Combien de temps passa-t-elle à chercher quoi prendre sur les rayonnages, pensant à ce qui lui manquait pour oublier quasi instantanément ce qu’il en était, incapable de collecter ses pensées et de les organiser ? Beaucoup plus longtemps que nécessaire pour, au final, n’acheter que quelques boîtes de thon et des pâtes, avec des beignets au chocolat qui lui avaient fait envie – et dont elle serait probablement écœurée au bout d’une bouchée ou deux. Son maigre butin dans le sac sur son dos, elle avançait dans les rues sans se méfier outre mesure. Après tout, elle était connue ici, maintenant. Et elle avait pour réflexe d’esquiver les rues qui lui semblaient les plus dangereuses. Normalement. Pas aujourd’hui, alors qu’elle avançait sans vraiment se soucier de son environnement. Elle ne réalisait ce qui se passait que quand elle sentit qu’on tirait son bras, que le souffle de son agresseur se déposa sur son visage, qu’elle heurta le mur avec trop de force pour son corps frêle. Elle ne comprit pas tout de suite ce qu’on lui voulait, mais elle était prête à tout donner : ses courses, son argent, son vieux téléphone à clapet qu’elle n’avait jamais changé par peur de manquer d’argent si elle le dépensait dans un téléphone plus cher. Tétanisée, elle se serait recroquevillée sur elle-même si elle avait pu, mais la poigne de l’homme, son regard presque bestial et effrayant, la noirceur dans cette ruelle où tout le monde se dirait qu’elle voulait juste prendre du bon temps avec lui… Tout l’en empêchait.

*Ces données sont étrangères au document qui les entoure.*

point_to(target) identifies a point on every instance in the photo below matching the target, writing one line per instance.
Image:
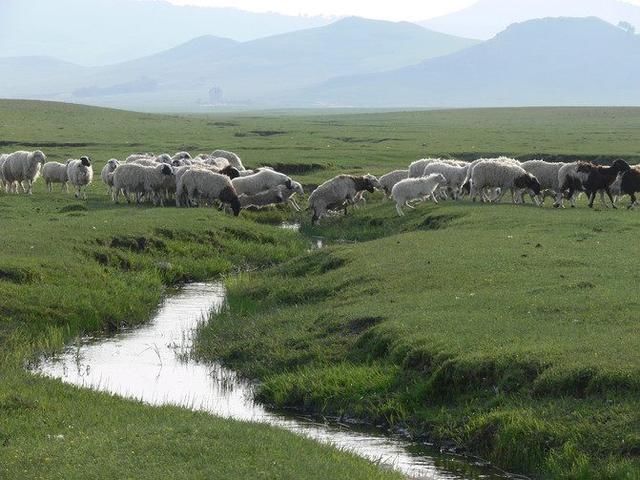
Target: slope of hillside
(563, 61)
(486, 18)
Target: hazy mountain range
(214, 70)
(562, 61)
(349, 62)
(486, 18)
(100, 32)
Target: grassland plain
(507, 330)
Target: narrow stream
(147, 363)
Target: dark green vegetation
(509, 330)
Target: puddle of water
(147, 364)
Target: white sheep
(132, 178)
(80, 175)
(274, 196)
(415, 188)
(233, 158)
(335, 193)
(55, 172)
(503, 175)
(455, 174)
(264, 179)
(107, 174)
(390, 179)
(198, 184)
(23, 167)
(3, 184)
(138, 156)
(547, 175)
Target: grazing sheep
(335, 193)
(455, 175)
(599, 179)
(630, 184)
(264, 179)
(132, 178)
(199, 184)
(233, 158)
(55, 172)
(505, 175)
(416, 169)
(80, 175)
(415, 188)
(3, 185)
(22, 167)
(138, 156)
(107, 174)
(547, 174)
(390, 179)
(181, 156)
(274, 196)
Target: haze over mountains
(565, 61)
(352, 62)
(486, 18)
(213, 70)
(100, 32)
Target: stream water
(151, 363)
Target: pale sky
(395, 10)
(381, 9)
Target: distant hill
(215, 70)
(99, 32)
(562, 61)
(486, 18)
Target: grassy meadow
(508, 331)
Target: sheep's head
(230, 172)
(39, 157)
(621, 166)
(528, 182)
(229, 195)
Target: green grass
(510, 331)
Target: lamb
(80, 175)
(202, 184)
(55, 172)
(414, 188)
(455, 175)
(264, 179)
(547, 174)
(274, 196)
(107, 174)
(234, 159)
(630, 184)
(23, 167)
(390, 179)
(336, 192)
(504, 175)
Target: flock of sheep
(221, 178)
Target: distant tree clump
(627, 26)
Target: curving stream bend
(148, 363)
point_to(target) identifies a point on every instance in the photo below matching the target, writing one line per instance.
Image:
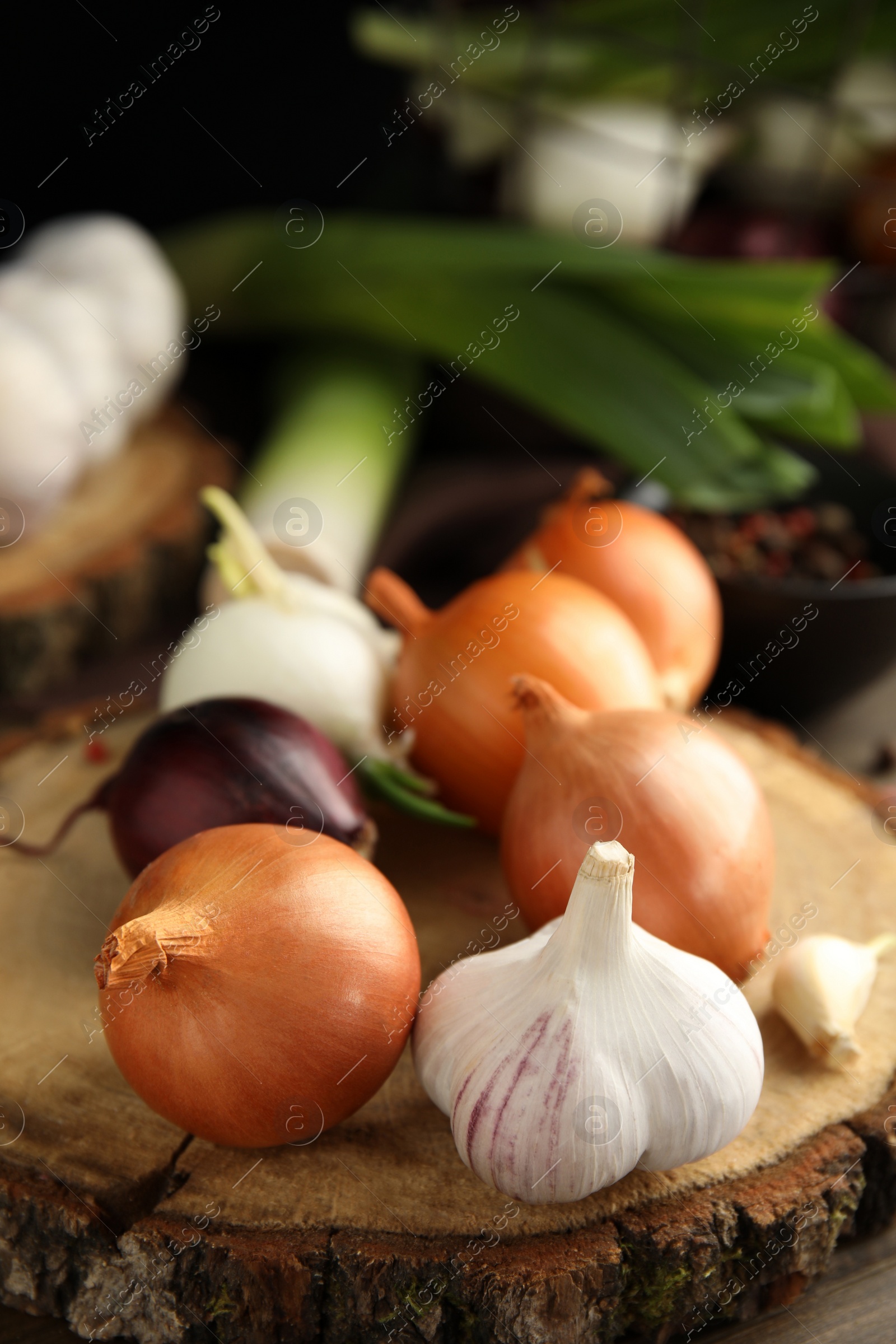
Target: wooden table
(100, 1186)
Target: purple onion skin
(222, 763)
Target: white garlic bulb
(590, 1049)
(821, 988)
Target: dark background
(280, 88)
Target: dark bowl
(789, 669)
(457, 519)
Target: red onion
(223, 763)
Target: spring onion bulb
(301, 646)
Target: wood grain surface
(120, 557)
(123, 1225)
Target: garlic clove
(587, 1050)
(821, 988)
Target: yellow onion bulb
(647, 566)
(672, 792)
(453, 679)
(258, 984)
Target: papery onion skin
(223, 763)
(648, 568)
(468, 734)
(689, 811)
(278, 999)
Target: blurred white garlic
(633, 155)
(85, 301)
(821, 988)
(590, 1049)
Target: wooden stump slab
(122, 1224)
(119, 558)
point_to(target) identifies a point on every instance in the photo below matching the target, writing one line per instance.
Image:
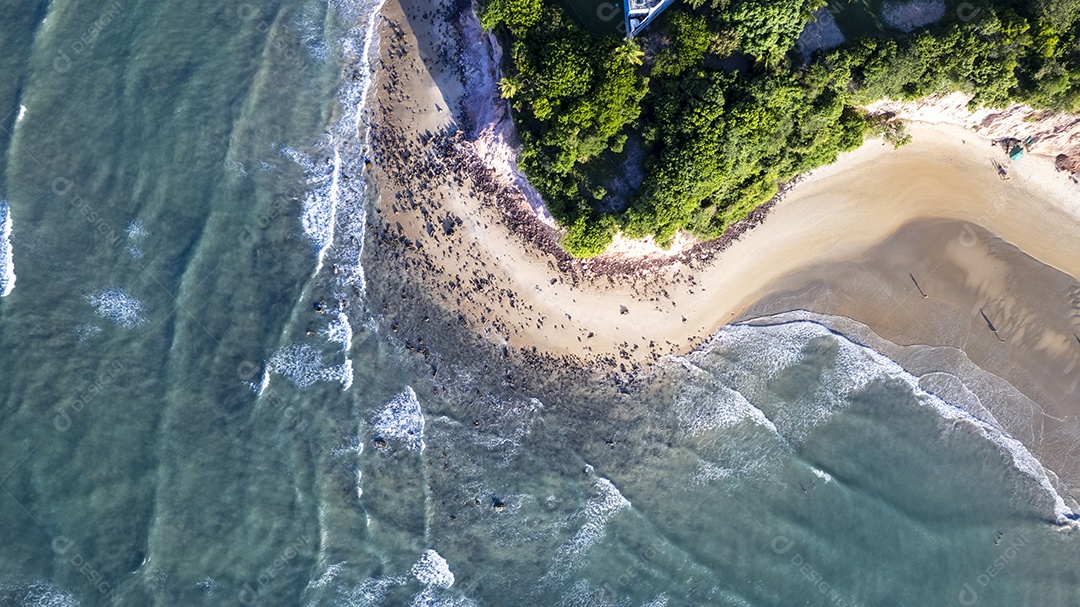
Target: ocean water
(199, 405)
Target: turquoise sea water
(198, 407)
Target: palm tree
(630, 53)
(509, 88)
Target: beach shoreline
(489, 258)
(927, 245)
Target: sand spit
(453, 217)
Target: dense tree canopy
(724, 110)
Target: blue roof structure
(640, 13)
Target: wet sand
(474, 240)
(925, 245)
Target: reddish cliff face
(1054, 135)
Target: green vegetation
(717, 144)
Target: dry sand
(849, 240)
(450, 211)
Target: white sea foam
(432, 569)
(852, 368)
(597, 512)
(372, 592)
(703, 405)
(328, 575)
(507, 425)
(83, 333)
(116, 305)
(907, 16)
(304, 365)
(432, 596)
(401, 420)
(44, 594)
(7, 260)
(333, 213)
(339, 332)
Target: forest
(721, 108)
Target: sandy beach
(486, 257)
(926, 245)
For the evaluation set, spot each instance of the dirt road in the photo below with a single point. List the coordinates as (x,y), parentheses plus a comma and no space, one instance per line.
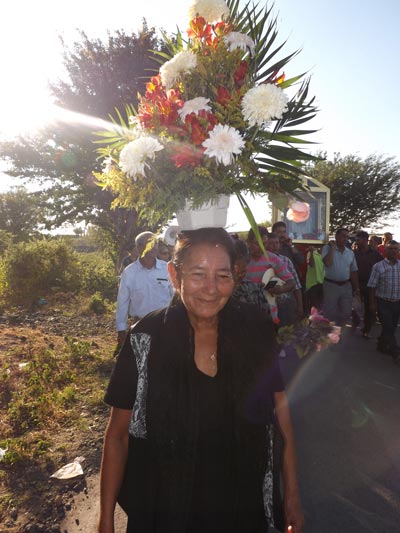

Tremblant malgré elle, il lui fallut plusieurs secondes pour reprendre ses esprits, ne percevant que la fin de sa phrase. « Je n’ai pas beaucoup d’argent, mais prenez le ! Et prenez mes courses, c’était tout ce que j’ai, je vous le jure ! » Qu’il prenne son sac et qu’il la laisse. Elle n’avait rien de plus à lui offrir – même son corps ne lui appartenait pas. Ne lui appartenait plus. On l’en avait dépossédée à tellement de reprises qu’elle n’y accordait aucune importance. Si Myrtle s’en souciait… Oui, peut-être l’aurait-elle défendu avec plus de vigueur, alors, mais la vampire ne voulait que son sang et sa compagnie, ce qui était déjà énorme pour Jane. Et ce qui n'intéressait très certainement pas l'homme qui la surplombait. « Je vous jure que je n’ai rien. S’il vous plait… » Sa voix n’était plus qu’un murmure suppliant, laissant transparaître la peur et le désespoir qui la secouaient toute entière.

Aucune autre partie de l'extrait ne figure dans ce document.